After all, in a city of 8 million people, I most certainly would not know a single soul. I envisioned myself entering awkwardly, having a painful flashback to the first day of middle school walking into the cafeteria at lunch, my eyes desperately scanning the room for any face of familiarity to rescue me from my self-imposed humiliation.
Anyone who’s experienced something akin to the above scenario knows that fears like this one are very real – gripping even. But you know what else? They also in many cases prevent us from doing things which we actually might end up enjoying in the end!
Is there something you think you might *want* or *need* to do in your personal or professional life, but you’re feeling terrified to do it? Just as I was eventually able to conquer my fear of attending events alone (spoiler alert: my happy ending is at the end of this post), you can conquer your fear too. Below are three of my favorite ways of moving from “I just can’t!” to “I did it!”

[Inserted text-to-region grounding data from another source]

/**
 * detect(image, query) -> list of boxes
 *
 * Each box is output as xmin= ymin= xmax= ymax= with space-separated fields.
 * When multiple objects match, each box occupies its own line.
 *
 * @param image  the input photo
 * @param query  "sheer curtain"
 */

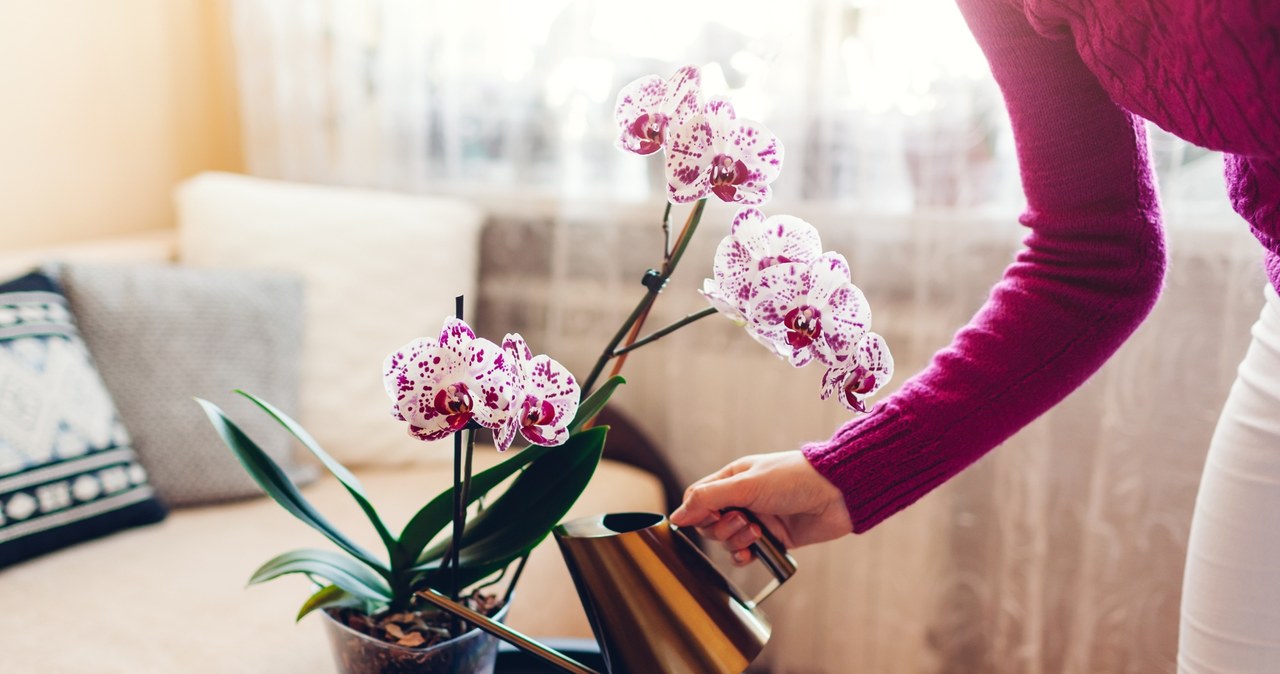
xmin=228 ymin=1 xmax=1257 ymax=672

Ask Yourself: “What could be gained?”
When we’re feeling terrified, we tend to focus on all the terrible what-ifs. What if I don’t know anyone? What if I feel uncomfortable? What if I sound stupid? What if I make a fool of myself? And so on. One way to turn your fear on its head is to explore the opposite end of these what-ifs. What great things might happen if you face your fear? New opportunities? New relationships? A change in your circumstances? Chances are, a lot of great things could (and will) happen – most of all you feeling empowered and ready to conquer your next fear.
Look at the evidence.
Sometimes when I’m feeling fearful (or worried or upset for that matter), I like to put on my “scientist” hat and see if I can look at things completely objectively for a change. How many people before me have failed at what I’m afraid of? How many have succeeded? What are the mathematical chances that I’ll come away having had a miserable time versus an ok one? “Surveying the evidence” in this way can help pull us up out of our emotional weeds, and shed some light on what’s real and what’s most likely to happen.
Set up 10 small steps
For me, heading out to a 200-person networking event in NYC was simply not a realistic first step. It would have felt a bit like jumping off a cliff. So what did I do instead? I created for myself a 10-step plan to getting there. Step 1: Bring a friend to an event with me, and set the goal of meeting one new person. Step 2: Attend an event alone, but a small one – ten people or less. And so on and so forth.
Ok, so ready for that happy ending? Fast forward ten years later, and I’ve attended so many events on my own that I’ve honestly lost count. Sure, sometimes I feel a little awkward when I walk into an event and realize I don’t know anyone, but that feeling only lasts as long as it takes me to walk up to someone, smile, and say “Hi, I’m Janelle.”